The food bill provides five kg per person per month at the rate of Rs.3 per kg for rice, Rs.2 per kg for wheat, and Re.1 per kg for coarse grains.

“The PDS will become more transparent and subject to grievance redressal at appropriate levels with provisions for penalties and compensation,” he said.

The food ministry has estimated that India’s population will touch 1.3 billion by 2018 and this will put pressure on the government to provide food security.

“We have to take care of the present food needs of the people. We also have to plan to ensure that the challenges that the population increase pose in terms of food needs over the years is also kept in mind,” said Thomas.

The minister said that India’s food grain production, which was 51 million tonnes in 1950-51, touched 245 million tonnes in 2010-11, an increase of five times within six decades.

The minister said he was confident that the government would be able to store the 90 million tonnes of grain it hopes to procure this year.

The minister urged the private sector to procure grain at the minimum support price fixed by the government, and said the corporates should help the government with creating more storage space for the grain.
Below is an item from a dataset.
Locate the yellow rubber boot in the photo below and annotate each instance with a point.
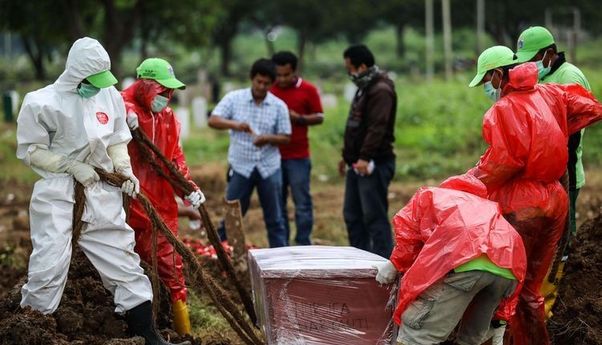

Earlier, Rakesh Bharti Mittal of the CII said the government should consider roping in the private sector for creating additional storage space.

Agriculture secretary Ashish Bahuguna said India was food secure but farmers needed income security.

Ashok Gulati, chairman of the Commission for Agricultural Costs and Prices, said the challenge before the government was to provide economic access to food to the large number of people.

“There is around 40 percent leakage in the PDS,” said Gulati, while stressing the need to diversify crops and get the markets right.